Olympia lawmakers have introduced a number of measures to address one of the biggest problems facing Washington citizens: rising health care costs.

A November survey found that more than four in five people in the state are worried about whether they will be able to pay for health care in the future.

Jim Freeberg, executive director of the Patients Coalition in Washington, said the rising costs will affect the health decisions people make.

“People who can’t afford their medication skip doses or delay treatment simply because they’re so scared of receiving bills,” Freeberg observed. “We see cases like this all the time.”

The measures presented in this session will address costs on many fronts.
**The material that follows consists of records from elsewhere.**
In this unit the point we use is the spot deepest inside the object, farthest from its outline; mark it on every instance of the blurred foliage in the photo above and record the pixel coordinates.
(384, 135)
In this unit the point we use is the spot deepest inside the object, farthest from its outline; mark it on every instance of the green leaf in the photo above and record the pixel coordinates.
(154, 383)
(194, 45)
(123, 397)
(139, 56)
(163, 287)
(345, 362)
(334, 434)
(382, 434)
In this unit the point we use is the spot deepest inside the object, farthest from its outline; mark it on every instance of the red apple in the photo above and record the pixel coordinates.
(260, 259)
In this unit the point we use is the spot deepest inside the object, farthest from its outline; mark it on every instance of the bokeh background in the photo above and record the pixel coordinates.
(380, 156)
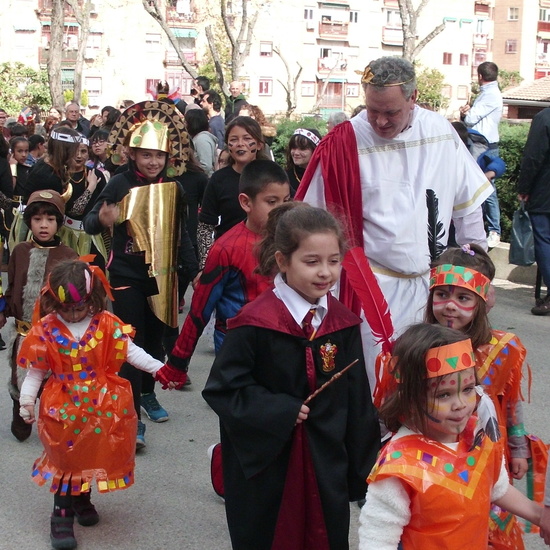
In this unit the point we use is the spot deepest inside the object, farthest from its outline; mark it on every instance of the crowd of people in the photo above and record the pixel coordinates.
(355, 361)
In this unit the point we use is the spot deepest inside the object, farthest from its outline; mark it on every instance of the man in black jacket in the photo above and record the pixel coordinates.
(534, 188)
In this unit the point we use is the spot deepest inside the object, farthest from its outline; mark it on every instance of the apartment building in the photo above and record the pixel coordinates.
(327, 41)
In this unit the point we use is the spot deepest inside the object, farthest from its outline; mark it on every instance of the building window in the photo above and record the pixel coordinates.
(152, 42)
(352, 90)
(93, 45)
(511, 46)
(151, 86)
(393, 19)
(266, 49)
(481, 9)
(94, 86)
(23, 40)
(308, 89)
(265, 86)
(462, 92)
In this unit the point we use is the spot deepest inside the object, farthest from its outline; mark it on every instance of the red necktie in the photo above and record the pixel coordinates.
(307, 327)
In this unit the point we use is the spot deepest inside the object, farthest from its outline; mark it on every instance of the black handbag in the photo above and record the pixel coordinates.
(522, 246)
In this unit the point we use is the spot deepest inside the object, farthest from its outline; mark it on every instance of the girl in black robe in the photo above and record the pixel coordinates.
(290, 469)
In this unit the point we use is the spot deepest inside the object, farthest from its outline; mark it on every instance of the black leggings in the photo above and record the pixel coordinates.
(132, 307)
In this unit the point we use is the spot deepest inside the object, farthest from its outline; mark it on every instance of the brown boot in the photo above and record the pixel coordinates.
(62, 532)
(84, 510)
(19, 428)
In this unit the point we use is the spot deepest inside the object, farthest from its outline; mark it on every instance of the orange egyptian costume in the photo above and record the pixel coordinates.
(499, 367)
(449, 490)
(87, 422)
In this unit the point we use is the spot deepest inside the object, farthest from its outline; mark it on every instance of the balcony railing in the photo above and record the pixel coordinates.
(392, 36)
(480, 39)
(68, 57)
(333, 29)
(172, 60)
(327, 64)
(175, 18)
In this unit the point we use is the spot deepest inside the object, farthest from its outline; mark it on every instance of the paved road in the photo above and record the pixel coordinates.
(171, 506)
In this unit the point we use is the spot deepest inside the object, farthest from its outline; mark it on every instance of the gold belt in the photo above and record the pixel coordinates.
(22, 327)
(391, 273)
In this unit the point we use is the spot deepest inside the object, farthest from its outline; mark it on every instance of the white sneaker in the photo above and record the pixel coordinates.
(493, 239)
This includes bills to address increasing health system mergers, bills to examine prescription drug prices, and bills to strengthen the powers of the Health Cost Transparency Commission created in 2020. is included.
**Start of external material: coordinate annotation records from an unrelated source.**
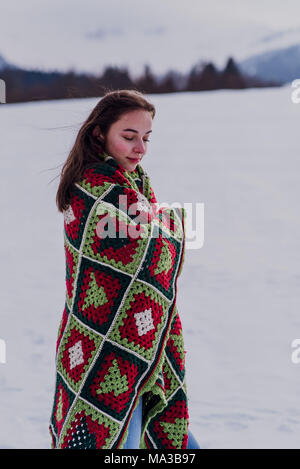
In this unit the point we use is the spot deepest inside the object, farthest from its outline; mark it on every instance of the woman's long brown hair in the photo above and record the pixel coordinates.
(87, 147)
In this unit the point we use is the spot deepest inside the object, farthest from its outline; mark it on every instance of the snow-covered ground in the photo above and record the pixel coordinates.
(238, 296)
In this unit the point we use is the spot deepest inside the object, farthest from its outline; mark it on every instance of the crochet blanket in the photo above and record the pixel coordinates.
(120, 336)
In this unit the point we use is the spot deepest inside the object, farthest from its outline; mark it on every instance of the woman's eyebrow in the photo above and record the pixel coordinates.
(132, 130)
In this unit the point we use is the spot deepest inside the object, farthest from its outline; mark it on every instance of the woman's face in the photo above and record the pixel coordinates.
(126, 140)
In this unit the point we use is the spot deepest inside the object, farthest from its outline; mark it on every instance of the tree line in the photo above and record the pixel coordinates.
(34, 85)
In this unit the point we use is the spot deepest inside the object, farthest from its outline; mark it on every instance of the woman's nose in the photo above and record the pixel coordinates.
(140, 148)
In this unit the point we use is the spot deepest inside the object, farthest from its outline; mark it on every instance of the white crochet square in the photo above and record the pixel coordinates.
(76, 355)
(142, 204)
(144, 321)
(69, 215)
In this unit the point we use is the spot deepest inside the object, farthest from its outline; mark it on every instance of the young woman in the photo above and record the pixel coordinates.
(120, 358)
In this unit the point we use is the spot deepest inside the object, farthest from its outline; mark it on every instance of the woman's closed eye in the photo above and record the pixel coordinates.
(126, 138)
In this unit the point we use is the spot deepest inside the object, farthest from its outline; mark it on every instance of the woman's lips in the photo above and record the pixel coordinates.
(134, 160)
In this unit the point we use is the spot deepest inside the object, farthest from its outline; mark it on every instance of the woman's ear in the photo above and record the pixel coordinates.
(97, 133)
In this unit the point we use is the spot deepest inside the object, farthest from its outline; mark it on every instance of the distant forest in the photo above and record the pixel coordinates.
(35, 85)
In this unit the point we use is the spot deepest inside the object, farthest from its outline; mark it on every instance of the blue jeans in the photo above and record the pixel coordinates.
(135, 431)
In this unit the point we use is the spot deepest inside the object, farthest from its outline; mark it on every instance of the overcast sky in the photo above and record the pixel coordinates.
(88, 34)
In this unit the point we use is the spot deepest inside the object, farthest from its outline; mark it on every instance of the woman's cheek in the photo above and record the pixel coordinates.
(123, 148)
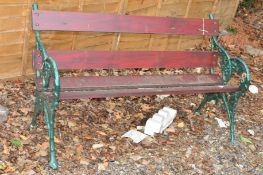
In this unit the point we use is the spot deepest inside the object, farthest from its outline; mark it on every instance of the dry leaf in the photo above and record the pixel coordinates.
(97, 146)
(180, 125)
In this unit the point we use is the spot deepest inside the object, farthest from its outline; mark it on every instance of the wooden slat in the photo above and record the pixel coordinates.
(129, 59)
(144, 92)
(154, 81)
(96, 22)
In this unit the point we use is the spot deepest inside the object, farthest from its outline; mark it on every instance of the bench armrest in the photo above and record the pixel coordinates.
(240, 67)
(231, 65)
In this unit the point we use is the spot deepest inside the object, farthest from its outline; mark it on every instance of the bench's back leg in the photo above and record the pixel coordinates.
(49, 112)
(229, 105)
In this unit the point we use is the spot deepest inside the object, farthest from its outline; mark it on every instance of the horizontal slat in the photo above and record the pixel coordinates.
(144, 92)
(129, 59)
(120, 82)
(95, 22)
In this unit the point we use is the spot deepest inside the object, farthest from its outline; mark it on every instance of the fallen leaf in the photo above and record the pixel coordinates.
(103, 166)
(84, 162)
(101, 133)
(16, 142)
(97, 146)
(180, 125)
(72, 124)
(245, 140)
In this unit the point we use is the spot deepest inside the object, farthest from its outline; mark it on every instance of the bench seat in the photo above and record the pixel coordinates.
(116, 86)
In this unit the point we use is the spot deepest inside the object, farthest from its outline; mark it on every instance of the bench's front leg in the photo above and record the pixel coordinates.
(38, 108)
(208, 97)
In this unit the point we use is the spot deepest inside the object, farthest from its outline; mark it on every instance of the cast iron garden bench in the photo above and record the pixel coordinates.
(51, 88)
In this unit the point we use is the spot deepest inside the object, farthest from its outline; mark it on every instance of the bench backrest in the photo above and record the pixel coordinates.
(90, 22)
(95, 22)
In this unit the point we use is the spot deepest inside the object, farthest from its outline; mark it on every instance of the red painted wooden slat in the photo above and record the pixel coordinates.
(130, 59)
(96, 22)
(144, 92)
(120, 82)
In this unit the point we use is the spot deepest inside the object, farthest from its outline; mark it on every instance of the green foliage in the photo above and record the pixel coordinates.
(247, 4)
(16, 142)
(231, 30)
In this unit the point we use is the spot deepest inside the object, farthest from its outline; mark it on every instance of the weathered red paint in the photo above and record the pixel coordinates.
(120, 82)
(130, 59)
(144, 92)
(98, 22)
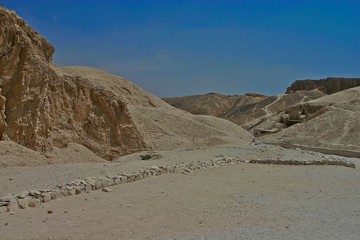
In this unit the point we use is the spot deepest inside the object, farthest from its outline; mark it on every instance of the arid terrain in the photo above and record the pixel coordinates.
(89, 155)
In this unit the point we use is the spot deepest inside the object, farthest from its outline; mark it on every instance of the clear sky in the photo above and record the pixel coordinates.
(181, 47)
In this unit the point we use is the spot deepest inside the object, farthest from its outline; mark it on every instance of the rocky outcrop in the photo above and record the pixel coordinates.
(328, 85)
(214, 104)
(43, 106)
(40, 109)
(330, 122)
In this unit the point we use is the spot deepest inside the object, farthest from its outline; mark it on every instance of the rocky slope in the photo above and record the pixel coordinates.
(214, 104)
(43, 106)
(328, 85)
(247, 110)
(332, 122)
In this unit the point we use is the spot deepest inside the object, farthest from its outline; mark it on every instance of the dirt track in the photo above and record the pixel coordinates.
(242, 201)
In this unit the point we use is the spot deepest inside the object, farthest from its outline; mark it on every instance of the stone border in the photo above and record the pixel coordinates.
(34, 198)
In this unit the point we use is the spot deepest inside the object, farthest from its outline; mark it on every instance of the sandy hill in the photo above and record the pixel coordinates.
(44, 107)
(332, 122)
(247, 110)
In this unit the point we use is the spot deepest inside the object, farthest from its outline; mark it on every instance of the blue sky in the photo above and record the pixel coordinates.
(177, 48)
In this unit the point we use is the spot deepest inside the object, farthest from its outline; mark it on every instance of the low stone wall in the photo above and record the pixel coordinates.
(338, 152)
(34, 198)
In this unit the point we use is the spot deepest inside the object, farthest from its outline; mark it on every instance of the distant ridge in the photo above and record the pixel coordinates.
(328, 85)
Rising costs are also hurting businesses, said Bill Kramer, executive director of healthcare policy at Purchaser Business Group on Health. He noted that employers provide insurance to more than half of Americans, explaining that while providing insurance is valuable to employees, it is becoming less sustainable.
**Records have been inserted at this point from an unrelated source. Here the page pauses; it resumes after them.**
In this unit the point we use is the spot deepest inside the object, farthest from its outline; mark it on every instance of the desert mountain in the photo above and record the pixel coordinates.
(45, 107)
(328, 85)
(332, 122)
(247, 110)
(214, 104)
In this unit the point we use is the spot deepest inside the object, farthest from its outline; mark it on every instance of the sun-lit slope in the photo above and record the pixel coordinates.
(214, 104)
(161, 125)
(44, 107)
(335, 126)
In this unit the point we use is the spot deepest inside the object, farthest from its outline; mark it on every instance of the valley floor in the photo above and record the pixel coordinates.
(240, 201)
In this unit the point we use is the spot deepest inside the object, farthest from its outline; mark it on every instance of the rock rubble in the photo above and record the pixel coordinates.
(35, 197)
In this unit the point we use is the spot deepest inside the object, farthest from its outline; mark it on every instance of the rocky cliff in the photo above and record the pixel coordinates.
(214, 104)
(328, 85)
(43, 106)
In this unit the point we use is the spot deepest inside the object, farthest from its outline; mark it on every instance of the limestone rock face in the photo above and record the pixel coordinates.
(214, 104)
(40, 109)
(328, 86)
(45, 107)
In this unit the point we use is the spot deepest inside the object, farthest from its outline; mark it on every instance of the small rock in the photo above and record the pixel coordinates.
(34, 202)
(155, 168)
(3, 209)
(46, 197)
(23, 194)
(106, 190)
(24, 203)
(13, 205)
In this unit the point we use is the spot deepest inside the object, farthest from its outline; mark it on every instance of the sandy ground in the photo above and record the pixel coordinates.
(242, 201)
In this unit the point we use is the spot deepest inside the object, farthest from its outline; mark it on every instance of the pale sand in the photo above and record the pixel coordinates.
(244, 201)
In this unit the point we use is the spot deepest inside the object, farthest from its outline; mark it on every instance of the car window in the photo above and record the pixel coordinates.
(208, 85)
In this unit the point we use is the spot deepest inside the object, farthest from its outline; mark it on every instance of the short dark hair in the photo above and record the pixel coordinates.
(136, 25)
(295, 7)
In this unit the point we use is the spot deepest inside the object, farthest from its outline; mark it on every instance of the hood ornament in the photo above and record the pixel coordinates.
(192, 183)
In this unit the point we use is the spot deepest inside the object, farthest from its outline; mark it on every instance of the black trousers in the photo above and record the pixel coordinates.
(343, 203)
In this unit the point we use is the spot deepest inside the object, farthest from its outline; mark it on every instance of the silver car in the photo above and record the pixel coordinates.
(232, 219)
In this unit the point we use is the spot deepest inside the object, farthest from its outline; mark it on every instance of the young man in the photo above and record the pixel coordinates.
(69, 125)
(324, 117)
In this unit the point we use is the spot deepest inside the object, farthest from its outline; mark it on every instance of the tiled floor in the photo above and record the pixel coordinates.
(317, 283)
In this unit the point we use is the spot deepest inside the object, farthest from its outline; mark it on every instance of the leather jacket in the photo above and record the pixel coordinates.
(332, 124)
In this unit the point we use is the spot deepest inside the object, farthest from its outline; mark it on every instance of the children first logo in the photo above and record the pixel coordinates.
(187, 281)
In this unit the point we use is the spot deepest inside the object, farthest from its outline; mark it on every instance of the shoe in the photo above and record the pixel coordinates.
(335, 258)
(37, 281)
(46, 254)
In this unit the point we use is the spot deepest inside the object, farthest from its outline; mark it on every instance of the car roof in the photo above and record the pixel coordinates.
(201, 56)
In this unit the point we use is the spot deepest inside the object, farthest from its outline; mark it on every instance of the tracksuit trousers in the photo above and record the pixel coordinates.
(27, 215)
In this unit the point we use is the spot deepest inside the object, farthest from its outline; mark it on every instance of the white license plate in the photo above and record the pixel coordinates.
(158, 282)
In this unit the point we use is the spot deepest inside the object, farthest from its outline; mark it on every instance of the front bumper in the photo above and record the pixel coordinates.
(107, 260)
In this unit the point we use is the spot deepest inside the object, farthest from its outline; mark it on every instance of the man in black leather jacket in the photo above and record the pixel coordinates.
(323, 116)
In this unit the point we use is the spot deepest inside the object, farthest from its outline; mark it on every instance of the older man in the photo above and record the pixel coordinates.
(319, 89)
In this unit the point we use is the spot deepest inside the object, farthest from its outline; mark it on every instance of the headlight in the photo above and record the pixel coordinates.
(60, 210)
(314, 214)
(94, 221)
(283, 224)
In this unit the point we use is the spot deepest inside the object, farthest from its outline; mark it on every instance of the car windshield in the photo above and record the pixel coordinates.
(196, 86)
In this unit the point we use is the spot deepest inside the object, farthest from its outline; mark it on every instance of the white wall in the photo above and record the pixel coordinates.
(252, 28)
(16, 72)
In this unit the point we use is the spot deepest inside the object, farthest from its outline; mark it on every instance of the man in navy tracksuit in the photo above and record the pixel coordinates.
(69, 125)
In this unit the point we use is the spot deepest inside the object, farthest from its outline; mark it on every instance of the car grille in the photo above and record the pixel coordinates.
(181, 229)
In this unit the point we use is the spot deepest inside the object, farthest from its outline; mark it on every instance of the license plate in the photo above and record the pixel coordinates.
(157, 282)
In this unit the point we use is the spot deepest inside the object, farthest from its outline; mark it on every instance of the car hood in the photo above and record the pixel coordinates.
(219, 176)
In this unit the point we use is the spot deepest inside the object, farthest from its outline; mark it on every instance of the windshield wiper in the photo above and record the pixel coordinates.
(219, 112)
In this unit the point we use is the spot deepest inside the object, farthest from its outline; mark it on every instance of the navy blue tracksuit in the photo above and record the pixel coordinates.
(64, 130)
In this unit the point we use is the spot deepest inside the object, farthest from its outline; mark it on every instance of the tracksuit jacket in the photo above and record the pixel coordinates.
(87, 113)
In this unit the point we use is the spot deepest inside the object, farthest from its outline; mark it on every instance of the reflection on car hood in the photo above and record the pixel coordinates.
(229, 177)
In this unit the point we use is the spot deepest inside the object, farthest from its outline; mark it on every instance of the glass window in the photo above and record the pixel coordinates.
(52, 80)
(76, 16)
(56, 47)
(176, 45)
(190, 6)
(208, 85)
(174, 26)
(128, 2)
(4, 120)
“Rising health care costs are putting pressure on hiring, wages and business investment, and are a real drag on the economy,” Kramer said.

One of the measures in Olympia is to reduce the power the large healthcare system has in negotiating prices with insurers.

The bill’s sponsor, Sen. June Robinson, D-Everett, said the health care system would take an “all-or-nothing” approach in which providers would only contract a particular facility if they would contract all facilities in the state. said it may take or region.

“Depending on your location, it may not be the best or lowest cost option available,” Robinson said. “So they are basically using their market share to drive up healthcare costs.”

Robinson added that the Senate bill would limit non-competitive practices when negotiating prices.